Five area auctioneers took center stage at the 35th Annual Virginia State Champion Auctioneer Contest. The Virginia Auctioneers Association sponsored the event Aug. 4, in Powhatan, Va.
Josh Puffenbarger, of Mount Solon, Mark Craig, of Bridgewater, H.L.Wenger, of Harrisonburg, and Ben Yoder and Steve Howell, both of Stuarts Draft, competed against 10 other auctioneers from across the state. Yoder, Puffenbarger and Wenger took fourth, fifth and sixth place, respectively. Brian Damewood, from Leesburg, was named this year’s champion.
“There’s nothing more aggravating and nerve wracking than to be judged by your peers,” Puffenbarger said. “It makes you pretty nervous. All auctioneers’ nerves play a big part in getting up there.”
The contestants faced a five-judge panel of prominent auctioneers that included past state champions, one national competition winner and two out-of-state judges.
The bid-callers were graded on chant, rhythm, presence and auction ability. For the first round, they sold “everything….good stuff” at a live auction, Puffenbarger said.

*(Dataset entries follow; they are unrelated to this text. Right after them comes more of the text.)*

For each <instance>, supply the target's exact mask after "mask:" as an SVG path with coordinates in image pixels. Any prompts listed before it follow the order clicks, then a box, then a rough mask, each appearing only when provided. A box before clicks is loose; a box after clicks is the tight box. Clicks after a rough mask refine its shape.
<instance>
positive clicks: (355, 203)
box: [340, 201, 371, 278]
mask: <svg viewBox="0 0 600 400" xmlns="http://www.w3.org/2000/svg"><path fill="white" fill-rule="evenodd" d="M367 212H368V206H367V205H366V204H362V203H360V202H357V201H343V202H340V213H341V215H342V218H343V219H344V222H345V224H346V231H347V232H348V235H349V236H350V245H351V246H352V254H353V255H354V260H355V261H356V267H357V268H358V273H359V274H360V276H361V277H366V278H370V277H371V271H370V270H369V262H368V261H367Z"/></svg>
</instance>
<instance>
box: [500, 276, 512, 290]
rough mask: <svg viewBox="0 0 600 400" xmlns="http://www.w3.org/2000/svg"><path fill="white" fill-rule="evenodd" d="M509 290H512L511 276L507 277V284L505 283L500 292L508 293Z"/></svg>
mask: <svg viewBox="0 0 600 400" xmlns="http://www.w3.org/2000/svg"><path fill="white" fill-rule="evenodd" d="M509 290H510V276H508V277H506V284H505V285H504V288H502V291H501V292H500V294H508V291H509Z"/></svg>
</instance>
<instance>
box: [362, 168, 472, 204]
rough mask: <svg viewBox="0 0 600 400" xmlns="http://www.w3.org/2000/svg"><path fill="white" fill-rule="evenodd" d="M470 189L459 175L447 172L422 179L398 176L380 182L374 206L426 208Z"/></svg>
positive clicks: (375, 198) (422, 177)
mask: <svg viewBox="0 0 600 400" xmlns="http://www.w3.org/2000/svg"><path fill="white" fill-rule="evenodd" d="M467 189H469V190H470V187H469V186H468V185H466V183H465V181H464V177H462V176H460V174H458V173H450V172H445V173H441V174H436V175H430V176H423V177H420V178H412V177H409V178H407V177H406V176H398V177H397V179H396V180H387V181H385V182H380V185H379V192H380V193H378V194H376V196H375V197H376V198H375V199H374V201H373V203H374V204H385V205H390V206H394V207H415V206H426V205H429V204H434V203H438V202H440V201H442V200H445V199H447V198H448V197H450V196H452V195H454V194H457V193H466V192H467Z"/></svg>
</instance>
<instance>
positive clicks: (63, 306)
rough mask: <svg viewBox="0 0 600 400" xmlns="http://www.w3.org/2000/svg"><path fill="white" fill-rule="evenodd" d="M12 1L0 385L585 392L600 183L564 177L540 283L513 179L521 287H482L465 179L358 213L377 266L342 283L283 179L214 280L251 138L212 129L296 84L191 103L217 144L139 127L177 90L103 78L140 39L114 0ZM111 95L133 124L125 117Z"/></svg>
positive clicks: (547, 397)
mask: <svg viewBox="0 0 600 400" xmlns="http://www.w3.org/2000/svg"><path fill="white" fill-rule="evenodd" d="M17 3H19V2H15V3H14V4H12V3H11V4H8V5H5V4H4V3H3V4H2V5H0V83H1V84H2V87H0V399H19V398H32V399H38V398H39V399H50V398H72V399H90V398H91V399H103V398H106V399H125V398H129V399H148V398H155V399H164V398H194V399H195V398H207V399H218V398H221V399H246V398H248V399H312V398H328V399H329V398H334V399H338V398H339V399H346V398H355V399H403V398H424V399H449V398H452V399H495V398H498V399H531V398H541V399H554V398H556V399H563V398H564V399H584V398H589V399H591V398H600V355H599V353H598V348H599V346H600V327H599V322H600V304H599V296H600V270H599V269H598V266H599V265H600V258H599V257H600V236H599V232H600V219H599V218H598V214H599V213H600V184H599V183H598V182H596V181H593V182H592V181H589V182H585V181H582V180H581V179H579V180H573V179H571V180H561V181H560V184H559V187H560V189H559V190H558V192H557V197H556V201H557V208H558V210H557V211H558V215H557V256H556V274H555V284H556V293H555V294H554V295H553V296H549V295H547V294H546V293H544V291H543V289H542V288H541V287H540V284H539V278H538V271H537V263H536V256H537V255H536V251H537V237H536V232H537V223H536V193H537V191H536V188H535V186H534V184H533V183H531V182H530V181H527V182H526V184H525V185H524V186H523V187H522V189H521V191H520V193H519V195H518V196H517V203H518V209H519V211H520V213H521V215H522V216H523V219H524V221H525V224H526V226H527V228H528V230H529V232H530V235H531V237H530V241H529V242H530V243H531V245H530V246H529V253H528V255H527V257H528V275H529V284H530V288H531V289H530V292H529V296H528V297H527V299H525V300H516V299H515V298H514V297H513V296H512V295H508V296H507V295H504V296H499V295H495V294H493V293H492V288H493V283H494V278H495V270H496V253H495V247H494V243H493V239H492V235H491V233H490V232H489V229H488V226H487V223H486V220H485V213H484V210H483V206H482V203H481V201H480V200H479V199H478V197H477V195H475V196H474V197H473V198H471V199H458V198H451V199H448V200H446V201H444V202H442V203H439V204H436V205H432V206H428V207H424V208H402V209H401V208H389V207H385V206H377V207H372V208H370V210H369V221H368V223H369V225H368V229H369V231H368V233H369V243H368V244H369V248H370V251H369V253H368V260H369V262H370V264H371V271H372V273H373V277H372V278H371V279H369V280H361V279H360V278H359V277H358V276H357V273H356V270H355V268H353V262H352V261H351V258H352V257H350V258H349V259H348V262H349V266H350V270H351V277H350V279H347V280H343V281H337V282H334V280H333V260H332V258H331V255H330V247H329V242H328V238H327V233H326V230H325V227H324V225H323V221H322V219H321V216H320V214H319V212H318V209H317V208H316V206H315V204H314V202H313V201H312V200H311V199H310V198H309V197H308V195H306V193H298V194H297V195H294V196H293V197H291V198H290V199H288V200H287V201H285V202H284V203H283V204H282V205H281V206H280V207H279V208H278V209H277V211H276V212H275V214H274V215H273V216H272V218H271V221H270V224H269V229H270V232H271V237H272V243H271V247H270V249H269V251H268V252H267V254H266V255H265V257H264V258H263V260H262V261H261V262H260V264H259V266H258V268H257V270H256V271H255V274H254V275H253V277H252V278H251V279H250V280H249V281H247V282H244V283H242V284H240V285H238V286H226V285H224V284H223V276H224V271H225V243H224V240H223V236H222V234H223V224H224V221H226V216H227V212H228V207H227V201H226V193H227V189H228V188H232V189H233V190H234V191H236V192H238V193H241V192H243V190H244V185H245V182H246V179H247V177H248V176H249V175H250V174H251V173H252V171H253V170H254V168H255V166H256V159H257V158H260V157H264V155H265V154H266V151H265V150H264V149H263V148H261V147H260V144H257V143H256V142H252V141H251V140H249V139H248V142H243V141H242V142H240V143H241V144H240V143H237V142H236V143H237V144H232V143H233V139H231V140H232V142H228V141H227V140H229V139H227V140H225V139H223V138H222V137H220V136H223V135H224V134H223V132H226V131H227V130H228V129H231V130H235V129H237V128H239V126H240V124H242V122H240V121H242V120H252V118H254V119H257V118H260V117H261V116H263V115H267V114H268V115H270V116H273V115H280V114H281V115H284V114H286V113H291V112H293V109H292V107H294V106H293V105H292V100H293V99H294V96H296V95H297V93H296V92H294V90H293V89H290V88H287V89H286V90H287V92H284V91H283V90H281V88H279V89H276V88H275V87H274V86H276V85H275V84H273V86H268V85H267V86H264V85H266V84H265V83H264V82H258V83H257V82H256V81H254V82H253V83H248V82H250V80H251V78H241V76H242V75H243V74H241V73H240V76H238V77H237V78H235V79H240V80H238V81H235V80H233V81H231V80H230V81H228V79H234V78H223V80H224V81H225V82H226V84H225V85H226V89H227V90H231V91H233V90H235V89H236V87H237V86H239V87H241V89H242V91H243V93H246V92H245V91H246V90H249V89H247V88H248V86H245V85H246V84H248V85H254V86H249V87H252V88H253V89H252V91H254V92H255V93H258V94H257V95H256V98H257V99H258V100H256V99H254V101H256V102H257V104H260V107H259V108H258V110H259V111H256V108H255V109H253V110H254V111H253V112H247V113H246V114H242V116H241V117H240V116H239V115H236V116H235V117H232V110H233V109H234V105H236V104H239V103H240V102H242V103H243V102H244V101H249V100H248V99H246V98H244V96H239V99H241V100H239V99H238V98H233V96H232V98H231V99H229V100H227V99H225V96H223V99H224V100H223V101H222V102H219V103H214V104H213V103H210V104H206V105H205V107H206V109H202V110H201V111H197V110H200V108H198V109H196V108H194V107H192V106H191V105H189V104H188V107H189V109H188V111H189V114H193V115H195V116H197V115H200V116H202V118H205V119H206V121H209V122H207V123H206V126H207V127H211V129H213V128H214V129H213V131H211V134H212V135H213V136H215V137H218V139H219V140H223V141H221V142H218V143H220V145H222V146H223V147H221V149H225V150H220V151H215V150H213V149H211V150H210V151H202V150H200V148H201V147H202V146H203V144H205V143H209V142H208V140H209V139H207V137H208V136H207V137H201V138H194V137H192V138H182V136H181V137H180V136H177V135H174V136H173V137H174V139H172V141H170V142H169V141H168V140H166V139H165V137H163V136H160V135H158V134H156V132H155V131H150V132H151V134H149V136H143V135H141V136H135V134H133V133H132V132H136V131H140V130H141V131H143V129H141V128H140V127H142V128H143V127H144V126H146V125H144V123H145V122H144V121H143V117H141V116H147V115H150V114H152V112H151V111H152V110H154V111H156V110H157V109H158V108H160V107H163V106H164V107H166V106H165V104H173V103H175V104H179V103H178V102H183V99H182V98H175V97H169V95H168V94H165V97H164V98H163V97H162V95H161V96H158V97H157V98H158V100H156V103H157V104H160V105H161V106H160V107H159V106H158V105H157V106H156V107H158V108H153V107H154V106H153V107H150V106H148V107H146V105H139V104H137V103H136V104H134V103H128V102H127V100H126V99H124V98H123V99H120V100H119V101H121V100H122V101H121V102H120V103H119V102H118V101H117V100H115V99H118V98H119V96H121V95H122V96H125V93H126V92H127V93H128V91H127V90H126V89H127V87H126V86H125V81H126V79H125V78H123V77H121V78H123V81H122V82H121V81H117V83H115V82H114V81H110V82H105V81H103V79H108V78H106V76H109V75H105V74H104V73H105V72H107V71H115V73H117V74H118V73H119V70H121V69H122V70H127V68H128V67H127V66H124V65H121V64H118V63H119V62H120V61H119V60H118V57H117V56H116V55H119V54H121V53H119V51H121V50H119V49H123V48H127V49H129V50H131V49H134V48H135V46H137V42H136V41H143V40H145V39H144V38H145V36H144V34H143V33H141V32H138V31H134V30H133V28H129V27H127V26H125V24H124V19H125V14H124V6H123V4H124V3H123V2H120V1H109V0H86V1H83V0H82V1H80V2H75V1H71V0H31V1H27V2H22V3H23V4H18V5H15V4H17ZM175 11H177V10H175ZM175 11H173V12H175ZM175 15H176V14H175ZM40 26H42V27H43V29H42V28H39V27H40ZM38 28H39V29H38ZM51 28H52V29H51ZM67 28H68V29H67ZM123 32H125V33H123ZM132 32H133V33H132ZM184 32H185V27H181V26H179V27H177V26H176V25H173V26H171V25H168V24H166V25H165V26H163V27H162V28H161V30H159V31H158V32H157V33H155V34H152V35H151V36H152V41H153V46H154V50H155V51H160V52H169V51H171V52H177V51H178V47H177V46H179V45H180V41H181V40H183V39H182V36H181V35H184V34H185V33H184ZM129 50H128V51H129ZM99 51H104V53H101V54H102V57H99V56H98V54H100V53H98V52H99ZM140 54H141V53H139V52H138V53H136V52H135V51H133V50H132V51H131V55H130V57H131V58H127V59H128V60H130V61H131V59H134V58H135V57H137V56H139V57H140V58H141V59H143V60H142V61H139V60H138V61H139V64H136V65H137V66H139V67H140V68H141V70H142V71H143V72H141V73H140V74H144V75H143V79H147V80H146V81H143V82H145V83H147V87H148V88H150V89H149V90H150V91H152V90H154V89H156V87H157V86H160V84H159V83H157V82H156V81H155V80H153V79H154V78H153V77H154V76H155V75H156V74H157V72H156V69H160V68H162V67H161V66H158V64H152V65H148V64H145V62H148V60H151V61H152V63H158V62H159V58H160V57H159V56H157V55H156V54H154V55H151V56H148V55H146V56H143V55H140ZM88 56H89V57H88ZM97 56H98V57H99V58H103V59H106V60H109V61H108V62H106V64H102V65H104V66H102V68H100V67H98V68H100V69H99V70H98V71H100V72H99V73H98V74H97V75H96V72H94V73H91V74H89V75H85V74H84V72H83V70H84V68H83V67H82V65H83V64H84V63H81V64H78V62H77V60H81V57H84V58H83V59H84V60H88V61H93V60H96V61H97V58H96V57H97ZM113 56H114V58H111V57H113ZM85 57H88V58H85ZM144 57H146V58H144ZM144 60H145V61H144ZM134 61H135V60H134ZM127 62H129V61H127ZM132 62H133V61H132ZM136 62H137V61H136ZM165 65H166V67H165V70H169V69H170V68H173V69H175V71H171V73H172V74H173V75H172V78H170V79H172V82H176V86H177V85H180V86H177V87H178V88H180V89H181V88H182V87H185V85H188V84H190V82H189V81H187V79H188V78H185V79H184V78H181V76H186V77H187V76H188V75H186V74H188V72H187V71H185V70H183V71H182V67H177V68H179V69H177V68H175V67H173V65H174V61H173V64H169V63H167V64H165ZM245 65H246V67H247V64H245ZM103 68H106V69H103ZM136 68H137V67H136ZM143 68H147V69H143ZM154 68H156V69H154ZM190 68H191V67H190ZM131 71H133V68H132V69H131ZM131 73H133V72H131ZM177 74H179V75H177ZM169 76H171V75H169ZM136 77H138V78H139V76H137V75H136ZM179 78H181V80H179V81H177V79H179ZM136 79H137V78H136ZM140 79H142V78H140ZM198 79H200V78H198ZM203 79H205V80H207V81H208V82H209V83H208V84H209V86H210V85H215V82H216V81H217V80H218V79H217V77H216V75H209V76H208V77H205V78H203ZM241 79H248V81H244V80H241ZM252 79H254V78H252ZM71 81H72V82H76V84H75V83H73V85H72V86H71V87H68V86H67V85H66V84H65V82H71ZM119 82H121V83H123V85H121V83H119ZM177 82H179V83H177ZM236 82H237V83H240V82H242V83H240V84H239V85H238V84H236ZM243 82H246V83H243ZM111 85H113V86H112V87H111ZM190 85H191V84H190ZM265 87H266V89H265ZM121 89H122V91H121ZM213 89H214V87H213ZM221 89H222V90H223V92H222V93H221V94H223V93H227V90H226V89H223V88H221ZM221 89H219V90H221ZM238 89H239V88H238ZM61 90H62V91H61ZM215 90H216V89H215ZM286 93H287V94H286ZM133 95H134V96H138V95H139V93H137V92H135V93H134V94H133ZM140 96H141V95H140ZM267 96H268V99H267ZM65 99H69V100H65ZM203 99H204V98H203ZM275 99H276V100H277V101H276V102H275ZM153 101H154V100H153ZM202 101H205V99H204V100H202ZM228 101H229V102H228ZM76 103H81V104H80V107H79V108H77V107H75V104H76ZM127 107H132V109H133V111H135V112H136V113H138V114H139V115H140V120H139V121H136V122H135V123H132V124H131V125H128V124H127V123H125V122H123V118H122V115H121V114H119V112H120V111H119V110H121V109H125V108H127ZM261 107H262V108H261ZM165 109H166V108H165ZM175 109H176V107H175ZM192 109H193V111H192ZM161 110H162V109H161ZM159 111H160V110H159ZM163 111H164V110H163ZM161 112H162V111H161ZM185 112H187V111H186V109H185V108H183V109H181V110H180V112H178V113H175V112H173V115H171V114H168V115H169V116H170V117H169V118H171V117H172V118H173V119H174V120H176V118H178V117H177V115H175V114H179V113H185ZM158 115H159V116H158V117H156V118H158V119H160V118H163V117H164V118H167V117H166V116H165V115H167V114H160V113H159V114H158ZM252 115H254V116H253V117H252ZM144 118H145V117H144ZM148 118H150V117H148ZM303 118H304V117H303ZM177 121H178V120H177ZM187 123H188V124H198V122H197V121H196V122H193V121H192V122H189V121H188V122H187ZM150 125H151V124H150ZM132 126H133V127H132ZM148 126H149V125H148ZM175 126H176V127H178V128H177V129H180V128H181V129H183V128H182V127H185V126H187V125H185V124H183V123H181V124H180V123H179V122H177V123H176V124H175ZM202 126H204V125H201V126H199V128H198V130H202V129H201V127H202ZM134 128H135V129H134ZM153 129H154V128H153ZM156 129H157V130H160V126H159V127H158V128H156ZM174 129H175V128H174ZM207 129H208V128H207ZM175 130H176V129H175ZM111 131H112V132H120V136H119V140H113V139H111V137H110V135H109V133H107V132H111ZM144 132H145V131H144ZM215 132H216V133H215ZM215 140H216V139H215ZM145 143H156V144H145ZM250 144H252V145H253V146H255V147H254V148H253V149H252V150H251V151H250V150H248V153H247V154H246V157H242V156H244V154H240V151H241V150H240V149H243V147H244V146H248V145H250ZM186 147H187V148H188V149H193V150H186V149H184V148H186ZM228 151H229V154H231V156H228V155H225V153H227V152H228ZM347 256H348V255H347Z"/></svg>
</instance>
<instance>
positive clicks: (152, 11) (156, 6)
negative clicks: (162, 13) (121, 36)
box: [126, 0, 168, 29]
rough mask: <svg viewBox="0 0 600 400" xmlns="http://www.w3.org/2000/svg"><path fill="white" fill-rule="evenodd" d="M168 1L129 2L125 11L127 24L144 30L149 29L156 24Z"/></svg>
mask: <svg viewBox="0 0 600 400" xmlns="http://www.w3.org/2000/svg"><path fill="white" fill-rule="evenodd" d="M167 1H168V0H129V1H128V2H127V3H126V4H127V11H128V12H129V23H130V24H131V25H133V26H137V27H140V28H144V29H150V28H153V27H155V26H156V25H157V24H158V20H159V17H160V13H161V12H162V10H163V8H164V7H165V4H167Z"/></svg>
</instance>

Six advanced to the next round. In addition to being questioned on their knowledge of the auction industry, the finalists auctioned more items including “fabulous coins and sports memorabilia,” Puffenbarger said. “I sold a tool set and a Mickey Mantle autograph, which you can’t get anymore.”
“This year’s contest was one of the strongest ever,” said VAA president Shield Jones in a press release. “The judges, who did an outstanding job, had one of the greatest challenges of the night.”
The ironic part of the competition for Puffenbarger was competing against his former employer, Mark Craig, of Mark Craig Auctions and his current employer Ben Yoder, owner of Enlisted Auctions. Yoder jokingly told Puffenbarger if he won, he couldn’t be on his crew anymore.
Puffenbarger, who’s been an auctioneer for less than two years, got into the business on a whim.
“I actually never even thought about it. It all got started by a friend of mine,” he said.
Puffenbarger traveled with his buddy to St. Louis, Mo. for an 80-hour auctioneering class, which is a prerequisite to the Commonwealth’s state-regulated test.
“A room of rookies” practiced chanting constantly for the 10-day course.
“We practiced on the way up and down the road, in the room, on lunch break,” he said. “….These idiots talking to themselves.”
This was Puffenbarger’s second year competing in the annual VAA event. Last year, he didn’t make the top six and doesn’t know where he ranked.
“I’d like to think I was No. 7. That’s what I tell everybody—that I tied for No. 7,” Puffenbarger quipped. “My goal this year was to make the top six and I succeeded my goal. So next year, we’ll set the goal higher and try again.”